Sr Risk Management Analyst

At Moody's, we unite the brightest minds to turn today’s risks into tomorrow’s opportunities. We do this by striving to create an inclusive environment where everyone feels welcome to be who they are-with the freedom to exchange ideas, think innovatively, and listen to each other and customers in meaningful ways. 

If you are excited about this opportunity but do not meet every single requirement, please apply! You still may be a great fit for this role or other open roles. We are seeking candidates who model our values: invest in every relationship, lead with curiosity, champion diverse perspectives, turn inputs into actions, and uphold trust through integrity. 
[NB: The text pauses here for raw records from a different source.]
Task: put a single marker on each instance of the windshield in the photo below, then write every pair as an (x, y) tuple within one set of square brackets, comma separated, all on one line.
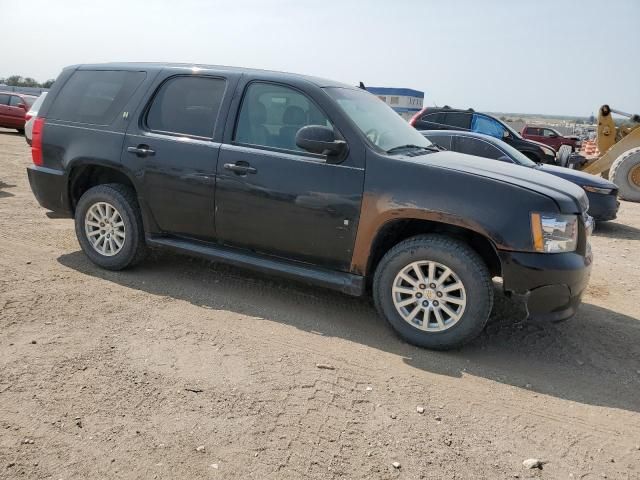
[(381, 125), (519, 157)]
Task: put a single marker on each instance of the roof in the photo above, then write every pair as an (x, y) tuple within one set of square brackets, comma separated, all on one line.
[(401, 92), (149, 66)]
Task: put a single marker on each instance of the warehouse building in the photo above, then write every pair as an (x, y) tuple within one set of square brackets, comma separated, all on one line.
[(405, 101)]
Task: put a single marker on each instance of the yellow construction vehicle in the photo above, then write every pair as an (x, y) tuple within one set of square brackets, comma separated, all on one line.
[(619, 158)]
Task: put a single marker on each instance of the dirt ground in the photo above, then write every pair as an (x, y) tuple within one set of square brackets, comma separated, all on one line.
[(183, 369)]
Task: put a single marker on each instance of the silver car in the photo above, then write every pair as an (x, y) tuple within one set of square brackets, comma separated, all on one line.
[(31, 116)]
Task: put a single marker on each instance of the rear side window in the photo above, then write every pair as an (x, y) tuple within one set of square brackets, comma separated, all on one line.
[(187, 106), (95, 97)]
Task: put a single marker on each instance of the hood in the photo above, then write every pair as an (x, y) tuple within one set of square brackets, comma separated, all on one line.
[(569, 197), (579, 178)]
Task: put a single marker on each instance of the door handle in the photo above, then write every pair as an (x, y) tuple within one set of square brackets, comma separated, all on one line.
[(141, 151), (239, 168)]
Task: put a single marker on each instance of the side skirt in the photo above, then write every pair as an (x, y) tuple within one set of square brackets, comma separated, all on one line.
[(343, 282)]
Senior Risk Management Analyst

Customer, Operations and Risk, Moody’s Analytics

Job Description

The Moody’s Analytics (MA) Risk Management team within the Customer, Operations, and Risk group oversees MA’s enterprise risk management framework and implements its risk management activities, with the objectives of safeguarding sensitive business data, protecting data privacy, addressing information security threats, ensuring legal and regulatory compliance, meeting customer requirements for controls assurance, and promoting risk awareness. The team collaborates with lines of business across MA and Moody’s Shared Services to reduce risk to acceptable levels while enabling business priorities.

Role/Responsibilities:

The Senior Risk Management Analyst role will support our risk management and compliance efforts, with a primary focus on assisting in cybersecurity risk initiatives and SOC1/SOC2, ISO audits of Moody Analytics software products and services. This role will also support technology and cyber risk assessments and monitoring risk remediation activities. Responsibilities include:

• Support ISO Audits: Assist in ISO compliance initiatives and related audit processes. Assist in the development and maintenance of policies, procedures, and controls in alignment with ISO requirements.
• Risk Remediation Monitoring: Assist in monitoring and tracking the progress of risk and issue remediation activities. Collaborate with stakeholders to ensure timely and effective remediation of identified risks and issues.
• Assist in SOC1/SOC2 Audits: Assist in coordinating and supporting SOC 1 and SOC 2 compliance activities, including preparation for and facilitation of audits. This includes gathering relevant documentation from stakeholders and liaising with external auditors.
• Documentation and Reporting: Maintain accurate and up-to-date documentation through Wiki pages and JIRA, including project status updates.
• Project Management: Assist in tracking and managing multiple information security, risk management projects and collaborate with cross functional teams to ensure successful implementation of these projects. Provide regular updates and reports on project status, risks and issues to senior management.
• Training and Awareness: Participate in training sessions related to risk management, compliance, and audit processes. Assist in raising awareness of compliance requirements within the organization.

Qualifications

• Excellent verbal and written communication skills
• Organized, attentive to detail, and able to prioritize and meet deadlines.
• Strong analytical, problem-solving, collaboration, and project management skills.
• Minimum of 5 to 6 years’ experience in cybersecurity, project management, IT audit or information security.
• Knowledge of IT and cyber controls and frameworks (SOC 1 and SOC 2, NIST, ISO 27001, COBIT).
• Excellent knowledge of regulatory requirements and industry standards (e.g., GDPR, HIPAA).
• Proficiency in risk assessment and management methodologies.
• Experience with project management tools, like JIRA and Wiki
• Background in audit preparation and coordination
• Familiarity with software development practices and enterprise technology operations
• Proficient with Microsoft Office applications; familiarity with GRC platforms.
• Strong organizational and time management abilities.

Moody’s is an equal opportunity employer. All qualified applicants will receive consideration for employment without regard to race, color, religion, sex, national origin, disability, protected veteran status, sexual orientation, gender expression, gender identity or any other characteristic protected by law.

Candidates for Moody's Corporation may be asked to disclose securities holdings pursuant to Moody’s Policy for Securities Trading and the requirements of the position. Employment is contingent upon compliance with the Policy, including remediation of positions in those holdings as necessary.